Ce dernier mois de l’année 2002, je devais écrire à la demande de M. Retnani mon éditeur — rencontré à « la croisée des chemins » — ce préambule à la réédition des Regraga, en tant que piste de recherche féconde aussi bien pour l’auteur que pour tous ceux qui ont marché sur ses pas. Le destin en a décidé autrement, et c’est finalement d’une prière de l’absent qu’il s’agit. Mon seul mérite, était d’avoir accompagné les Regraga, en tenant un journal de route, rendant visible ce qui était jusque-là « invisible », donnant existence spatio-temporelle à ce qui n’était connu que sous la forme de légendes. Et Comme le dit si bien un vieux dicton marocain : « Allez aux pèlerinages, vous brillez comme des fleurs, restez chez vous, vous serez comme une terre en friche ». En ce 14 décembre 2002, j’accompagne donc mon père à sa dernière demeure, alors que les plaines côtières sont couvertes de verdure lumineuse et précoce, exactement comme à l’aube des années 1980, lorsqu’il m’avait accompagné jusqu’à la porte des Doukkala, d’où je devais me rendre pour la première fois chez les Regraga.

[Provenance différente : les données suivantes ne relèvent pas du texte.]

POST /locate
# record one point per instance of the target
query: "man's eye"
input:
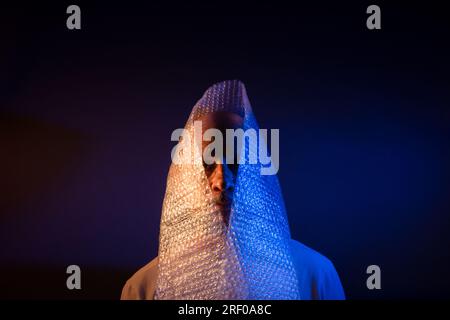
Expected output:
(208, 167)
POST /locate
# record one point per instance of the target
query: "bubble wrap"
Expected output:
(202, 258)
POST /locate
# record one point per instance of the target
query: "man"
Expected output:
(224, 232)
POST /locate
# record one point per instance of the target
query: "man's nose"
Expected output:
(222, 179)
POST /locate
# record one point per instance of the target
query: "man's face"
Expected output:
(222, 175)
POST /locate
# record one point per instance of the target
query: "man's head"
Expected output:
(220, 173)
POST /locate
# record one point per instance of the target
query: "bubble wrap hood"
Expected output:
(200, 257)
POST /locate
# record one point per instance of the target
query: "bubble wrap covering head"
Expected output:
(202, 258)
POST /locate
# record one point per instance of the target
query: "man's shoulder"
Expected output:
(309, 258)
(142, 283)
(317, 276)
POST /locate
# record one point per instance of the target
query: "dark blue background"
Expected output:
(86, 118)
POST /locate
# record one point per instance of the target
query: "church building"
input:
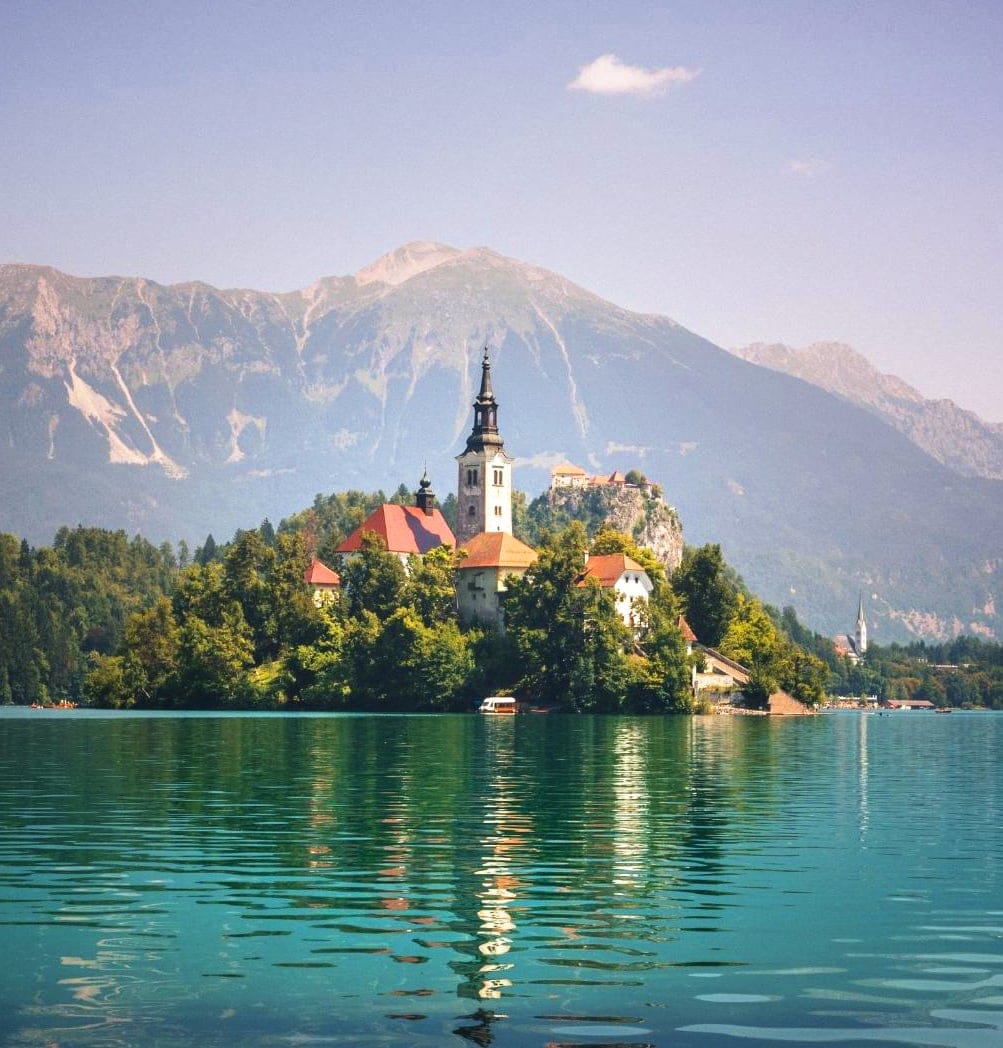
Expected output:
(406, 531)
(483, 487)
(489, 551)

La légende des sept saints regraga s’inscrit dans une vielle tradition méditerranéenne dont la source serait celle des Sept Dormants d’Ephèse en Turquie comme le soulignait en 1957 Louis Massignon :

« En Islam, il s’agit avant tout de « vivre » la sourate XVIII du Qora’n, qui lie les VII dormants à Elie (khadir), maître de la direction spirituelle - et la résurrection des corps dont ils sont les hérauts, avant coureur du Mehdi, au seuil du jugement, avec la transfiguration des âmes, dont les règles de vie érémitiques issues d’Elie sont la clé. Ce culte a donc persisté en Islam, à la fois chez les Chiites et les Sunnites mystiques. »

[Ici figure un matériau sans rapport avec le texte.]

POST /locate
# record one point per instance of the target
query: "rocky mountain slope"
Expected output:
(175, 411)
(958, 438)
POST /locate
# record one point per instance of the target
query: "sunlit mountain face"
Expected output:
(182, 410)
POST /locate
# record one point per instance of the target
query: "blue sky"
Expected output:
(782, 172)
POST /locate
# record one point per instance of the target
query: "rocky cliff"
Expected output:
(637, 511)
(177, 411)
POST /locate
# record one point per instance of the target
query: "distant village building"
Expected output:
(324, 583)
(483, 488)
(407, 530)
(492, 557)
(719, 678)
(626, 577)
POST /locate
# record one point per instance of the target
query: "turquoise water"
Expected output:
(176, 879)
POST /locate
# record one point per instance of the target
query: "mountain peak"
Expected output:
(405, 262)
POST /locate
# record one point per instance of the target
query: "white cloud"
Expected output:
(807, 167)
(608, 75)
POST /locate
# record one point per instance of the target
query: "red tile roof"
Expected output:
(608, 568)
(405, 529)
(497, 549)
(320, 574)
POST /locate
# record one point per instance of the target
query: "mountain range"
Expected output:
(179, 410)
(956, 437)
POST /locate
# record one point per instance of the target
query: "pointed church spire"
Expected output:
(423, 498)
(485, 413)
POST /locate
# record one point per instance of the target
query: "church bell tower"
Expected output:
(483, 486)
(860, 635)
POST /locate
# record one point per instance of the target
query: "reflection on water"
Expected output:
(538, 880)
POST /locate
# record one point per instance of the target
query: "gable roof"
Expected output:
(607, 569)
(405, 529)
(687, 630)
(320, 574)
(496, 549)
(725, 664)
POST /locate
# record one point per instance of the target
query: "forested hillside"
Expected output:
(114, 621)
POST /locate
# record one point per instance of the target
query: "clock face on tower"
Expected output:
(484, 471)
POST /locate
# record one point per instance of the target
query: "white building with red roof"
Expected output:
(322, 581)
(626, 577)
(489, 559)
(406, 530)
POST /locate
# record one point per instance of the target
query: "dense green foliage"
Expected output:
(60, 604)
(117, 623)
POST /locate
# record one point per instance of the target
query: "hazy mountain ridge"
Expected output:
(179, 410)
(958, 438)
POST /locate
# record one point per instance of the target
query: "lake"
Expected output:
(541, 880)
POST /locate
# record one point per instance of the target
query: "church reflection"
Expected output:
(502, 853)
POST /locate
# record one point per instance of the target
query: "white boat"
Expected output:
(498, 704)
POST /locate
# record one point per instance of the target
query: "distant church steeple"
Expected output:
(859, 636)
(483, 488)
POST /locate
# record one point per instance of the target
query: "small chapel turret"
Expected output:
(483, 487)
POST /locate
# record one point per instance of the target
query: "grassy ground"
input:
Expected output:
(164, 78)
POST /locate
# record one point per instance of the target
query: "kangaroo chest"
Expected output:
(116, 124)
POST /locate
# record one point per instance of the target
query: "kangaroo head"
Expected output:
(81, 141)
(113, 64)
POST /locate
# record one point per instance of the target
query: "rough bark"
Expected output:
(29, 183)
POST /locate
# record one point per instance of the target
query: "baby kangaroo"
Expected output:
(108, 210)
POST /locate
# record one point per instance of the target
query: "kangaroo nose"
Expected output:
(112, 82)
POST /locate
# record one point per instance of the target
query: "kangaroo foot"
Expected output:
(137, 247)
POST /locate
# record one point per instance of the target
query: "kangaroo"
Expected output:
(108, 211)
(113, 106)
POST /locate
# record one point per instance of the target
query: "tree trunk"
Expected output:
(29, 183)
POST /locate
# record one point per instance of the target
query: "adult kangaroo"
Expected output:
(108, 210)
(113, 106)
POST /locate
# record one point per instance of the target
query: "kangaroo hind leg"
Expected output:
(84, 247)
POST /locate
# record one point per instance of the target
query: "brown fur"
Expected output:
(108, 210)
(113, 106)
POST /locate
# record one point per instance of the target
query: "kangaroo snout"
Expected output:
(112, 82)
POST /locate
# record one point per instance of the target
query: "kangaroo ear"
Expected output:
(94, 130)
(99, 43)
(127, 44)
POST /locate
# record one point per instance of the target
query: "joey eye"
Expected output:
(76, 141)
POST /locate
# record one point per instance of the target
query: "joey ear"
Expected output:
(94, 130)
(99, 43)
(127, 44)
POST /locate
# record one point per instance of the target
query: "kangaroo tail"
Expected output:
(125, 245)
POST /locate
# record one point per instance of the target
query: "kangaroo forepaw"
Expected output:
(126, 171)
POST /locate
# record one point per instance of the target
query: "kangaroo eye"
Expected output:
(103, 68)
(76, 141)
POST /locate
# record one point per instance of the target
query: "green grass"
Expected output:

En Bretagne, par où les sept saints Regraga, auraient passé à leur retour de La Mecque avant d’accoster par leur nef au port d’Agoz à l’embouchure de l’oued Tensift, Massignon notait :

« En Bretagne spécialement, le nombre des Sept Dormants raviva une très ancienne dévotion celtique au septénaire, seul nombre virginal dans la décade (Pythagore), chiffre archétypique du serment. On est tenté de penser que c’est une dévotion locale aux sept d’Ephèse, qui a précédé et provoqué les cultes locaux aux VII saints en Bretagne. »

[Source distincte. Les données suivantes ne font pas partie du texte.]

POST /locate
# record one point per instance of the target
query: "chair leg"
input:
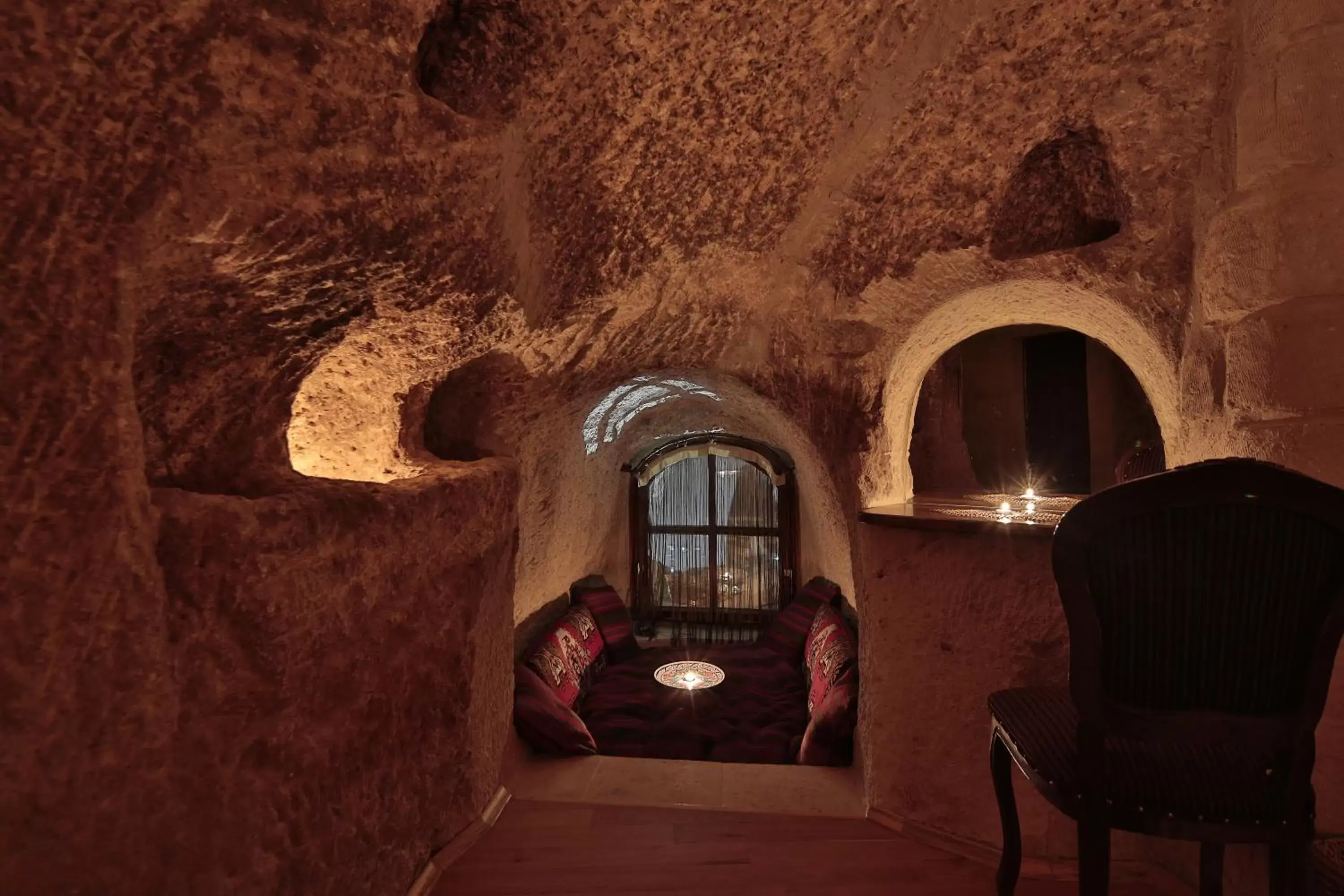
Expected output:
(1210, 870)
(1093, 859)
(1289, 868)
(1000, 769)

Par-delà l’ethnographie d’Essaouira et sa région, mon père a été finalement mon initiateur à l’écriture.

J’écris ces lignes le vendredi, jour de la visite aux morts en ayant une très intense pensée pour mon père, et à ce propos la lecture des « sept serments aux morts » de Carl-Gustav Jung, en date de 1916, m’apporte un certain réconfort, dans la mesure où il y considère le Néant identique à la Plénitude :


« Dans linfini, le plein ne se distingue pas du vide. Le Néant est vide et plein. Le Néant et la Plénitude, nous lappelons Plérôme. Nous nous distinguons du Plérôme en tant que créature limitée dans le temps et lespace ».


Il me plaît beaucoup de penser que ce « Plérôme » de Carl-Gustav Jung est l’équivalent du « Barzakh », cette station stellaire où, selon les musulmans, les âmes mortes reposent en attendant leur résurrection au jour du Jugement dernier. Et à mon sens c’est le refus d’être livré à la dissolution dans le néant qui explique la philosophie profonde des Regraga, qui contribuent à la résurrection du printemps après la mort hivernale exactement comme les Sept Dormants ont ressuscité après une longue dormition. Long voyage des hommes autour du printemps, long voyage de l’âme après la mort. Les prières augmentent les lumières des étoiles, et jettent un pont par-dessus la mort.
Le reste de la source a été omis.